Regex_grammar NPM

A library to aide in construction of complex regular expressions that are easier to maintain and read. Install with "npm install regex_grammar".

import Grammar from 'regex_grammar';
// Note: This is for demonstration purposes only. URLSearchParams is a better approach for this particular example of parsing urls.
const URL_GRAMMAR = {
    TOP: "$proto? $domain $path? $params? $bookmark?", // In string form, all whitespace is ignored. Specifically " " is treated as "\s*"
    proto: "$prototype://",
    prototype: ["ssh","https?","git","ftp"], // Will match any of these values
    domain: /[\w\.]+/,
    path: new RegExp("[\\w\\-/]+"), // Recall: String form requires escaping of '/'
    params: /\?((?:\w+)=(?:\w+)&?)+/,
    bookmark: /#.+/
};
const urlGrammar = new Grammar(URL_GRAMMAR);
urlGrammar.describe();
console.log(urlGrammar.match("http://foo.bar.com/api/do?param=something&more=less#foo"));

This library is inspired in part by Perl6/Raku's Grammars and the regular-grammar library. Test cases have been directly adapted from the regular-grammar library.

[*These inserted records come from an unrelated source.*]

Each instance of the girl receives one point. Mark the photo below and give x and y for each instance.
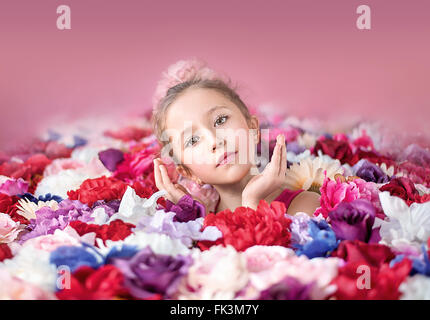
(199, 121)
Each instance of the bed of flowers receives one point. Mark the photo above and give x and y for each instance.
(81, 218)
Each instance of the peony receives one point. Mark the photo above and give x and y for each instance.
(246, 227)
(9, 229)
(148, 274)
(354, 220)
(217, 273)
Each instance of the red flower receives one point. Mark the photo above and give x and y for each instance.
(5, 252)
(116, 230)
(8, 206)
(360, 252)
(402, 187)
(340, 150)
(90, 284)
(247, 227)
(383, 282)
(102, 188)
(34, 165)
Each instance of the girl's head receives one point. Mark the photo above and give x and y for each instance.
(197, 121)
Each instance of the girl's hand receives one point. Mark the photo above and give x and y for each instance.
(271, 179)
(163, 182)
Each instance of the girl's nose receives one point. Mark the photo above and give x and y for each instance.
(218, 143)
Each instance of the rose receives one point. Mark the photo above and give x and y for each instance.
(147, 274)
(9, 229)
(402, 187)
(354, 220)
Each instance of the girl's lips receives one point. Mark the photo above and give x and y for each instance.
(227, 158)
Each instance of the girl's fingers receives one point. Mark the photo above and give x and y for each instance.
(276, 157)
(283, 167)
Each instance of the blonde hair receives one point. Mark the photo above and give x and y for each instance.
(160, 110)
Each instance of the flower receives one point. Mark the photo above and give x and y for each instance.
(402, 187)
(369, 171)
(48, 220)
(415, 288)
(335, 192)
(340, 150)
(246, 227)
(147, 273)
(354, 220)
(186, 209)
(323, 240)
(404, 224)
(111, 158)
(370, 254)
(133, 208)
(14, 187)
(13, 288)
(102, 188)
(218, 273)
(287, 289)
(164, 223)
(115, 230)
(76, 256)
(309, 173)
(383, 282)
(88, 283)
(9, 229)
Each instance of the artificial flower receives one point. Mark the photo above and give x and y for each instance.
(147, 274)
(354, 221)
(9, 229)
(246, 227)
(309, 173)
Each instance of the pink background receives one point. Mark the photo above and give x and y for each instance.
(305, 57)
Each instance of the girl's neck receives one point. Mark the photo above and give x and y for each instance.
(231, 194)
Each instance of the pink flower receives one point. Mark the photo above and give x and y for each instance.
(13, 187)
(9, 229)
(59, 165)
(334, 192)
(13, 288)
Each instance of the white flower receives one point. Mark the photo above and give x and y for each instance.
(218, 273)
(159, 243)
(415, 288)
(405, 225)
(309, 173)
(27, 208)
(132, 207)
(32, 265)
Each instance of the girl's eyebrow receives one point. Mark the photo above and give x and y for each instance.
(214, 108)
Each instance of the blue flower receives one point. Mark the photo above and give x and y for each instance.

See index.mjs for additional documentation (TODO: Export to HTML), and test.mjs for examples.

Key Features

'TOP' always defines the top level of a Grammar, which is the default entry point for nominal matching.
A grammar key can be referenced from any other key using the syntax '$key'
- Cyclic references are not supported. ie: Rule 'foo' can't refer to rule 'bar' if it refers back to foo.
- If a rule does not exist, no substitution will be performed and a warning will be printed. Note: User may need to explicitly escape the '$' in this case for a literal match, for example '\$foo' or /\$foo/ to match 'foo', otherwise regex may interpret the '$' as matching the beginning of string in some cases.
The 'match' function will return results equivalent to String.match. This result set may be extended in future versions with additional functionality.
At present all grammar rules must be defined as one of the following.
- A regular expression can be defined in the normal ways as "/foo/" or "new RegExp(...)"
- A string will be treated as a pattern used to create a new RegExp, but where whitespace is insignificant. Specifically, any whitespace in the input string will become "\s*" in the built regular expression.
- An array will be treated as a set of rules to match against.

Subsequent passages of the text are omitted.